Flu season begins each year in September and ends in March, and influenza vaccination is recommended for all Californians six months and older. This year’s vaccine will protect against the H1N1 strain, as well as H3N2 and influenza B.
“As this is National Influenza Vaccination Week, it is a perfect time to remind Californians to get a flu shot to protect themselves and others,” said Dr. Chapman. “Since the flu season typically peaks in December and January, I urge people to get immunized now.”
In conjunction with National Influenza Vaccination Week, CDPH released its annual report on vaccination rates among health care employees across the state. The report found that the employee vaccination rate has increased slightly from 62.6 percent in the 2009-10 flu season to 64.3 percent in 2010-11 for reporting hospitals. The report also shows that hospital reporting compliance grew to 98 percent in the 2010-11 flu season from 80.9 percent during the 2009-10 season.
“Vaccination of all health care workers is strongly recommended in order to prevent transmission of the illness to patients, especially those with long-term medical conditions who are at high-risk for serious complications from the flu,” said Dr. Chapman.

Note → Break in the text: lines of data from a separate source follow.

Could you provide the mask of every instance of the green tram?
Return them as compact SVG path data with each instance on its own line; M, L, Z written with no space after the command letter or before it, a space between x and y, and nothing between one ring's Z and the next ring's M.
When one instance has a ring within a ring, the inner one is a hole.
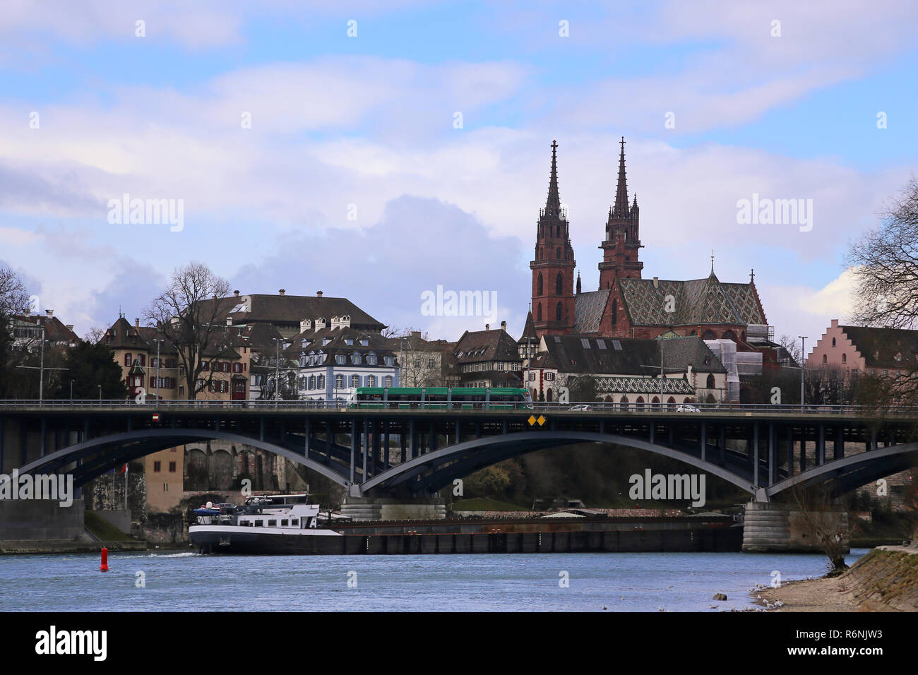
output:
M350 403L351 408L517 410L532 408L532 397L509 387L359 387Z

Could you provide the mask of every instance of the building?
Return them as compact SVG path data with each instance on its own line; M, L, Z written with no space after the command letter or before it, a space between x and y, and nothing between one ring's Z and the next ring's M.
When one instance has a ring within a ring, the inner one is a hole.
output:
M466 331L453 348L448 387L522 387L517 341L507 332L507 321L492 330Z
M390 338L393 350L397 351L401 387L444 387L446 382L446 354L455 344L445 340L427 340L420 331Z
M53 309L46 309L45 316L38 314L11 317L10 332L13 335L13 349L32 351L41 344L44 335L45 344L55 347L75 347L80 338L73 332L73 324L63 324L54 316Z
M624 139L619 157L618 186L609 209L599 248L599 287L583 291L570 244L567 214L561 208L557 178L557 142L552 143L548 198L540 211L532 270L533 327L544 335L655 338L663 333L728 339L741 351L755 351L746 342L750 331L767 333L767 321L756 289L749 283L723 283L711 273L704 278L667 281L643 278L640 209L637 196L628 203Z
M579 388L583 377L594 380L598 400L636 410L661 400L719 403L727 397L727 369L698 337L543 335L523 377L532 399L545 401ZM569 394L569 400L577 398Z
M842 326L837 319L806 358L808 368L835 366L851 373L909 375L918 370L918 331Z

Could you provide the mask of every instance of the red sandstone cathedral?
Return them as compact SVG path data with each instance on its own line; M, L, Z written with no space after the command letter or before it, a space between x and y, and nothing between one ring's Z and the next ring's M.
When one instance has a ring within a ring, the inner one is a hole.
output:
M615 202L609 209L599 248L599 288L581 292L575 285L577 262L567 214L558 192L557 142L552 143L548 199L539 215L532 270L532 309L526 328L543 335L654 338L661 334L726 338L740 349L746 332L767 323L756 284L724 284L711 274L703 279L664 281L641 278L644 263L637 196L628 204L625 147L621 139Z

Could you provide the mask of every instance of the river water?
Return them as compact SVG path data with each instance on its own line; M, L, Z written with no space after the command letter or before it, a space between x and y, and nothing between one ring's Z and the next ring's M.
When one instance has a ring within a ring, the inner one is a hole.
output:
M868 550L852 550L848 564ZM750 606L750 587L770 584L774 570L820 577L825 563L801 554L163 551L111 554L101 573L97 555L0 556L0 611L715 612ZM717 592L727 601L711 600Z

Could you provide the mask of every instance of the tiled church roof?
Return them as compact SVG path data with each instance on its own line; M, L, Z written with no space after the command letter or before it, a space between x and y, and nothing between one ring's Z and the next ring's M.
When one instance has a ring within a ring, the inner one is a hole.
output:
M609 301L609 288L579 293L574 297L574 332L599 332L602 312Z
M755 287L722 284L711 273L706 279L691 281L619 279L625 309L633 324L655 326L704 323L767 323L759 308ZM666 296L672 296L674 311L667 312Z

Agencies across the state are joining Dr. Chapman in promoting more vaccination of health care workers, through a letter distributed to all hospitals, long-term care facilities and physician groups throughout the state. Those joining Dr. Chapman including the California Hospital Association, California Association of Health Facilities, California Medical Association and organizations of health care professionals.
The report released by CDPH offers the following recommendations to improve influenza vaccination coverage among health care professionals.
• Hospitals should consider more rigorous influenza vaccination policies, such as mandatory participation or vaccination, to increase influenza vaccination percentages.
• Hospitals should ensure that influenza vaccination status is a requirement of contracts with physician groups, registry organizations, fellowships, and student training programs.
• Hospitals should account for the vaccination status of all non-employee healthcare personnel, including registry and contract personnel, students, and trainees.
• Hospitals should implement robust data collection and management systems to document the vaccination status of all healthcare personnel.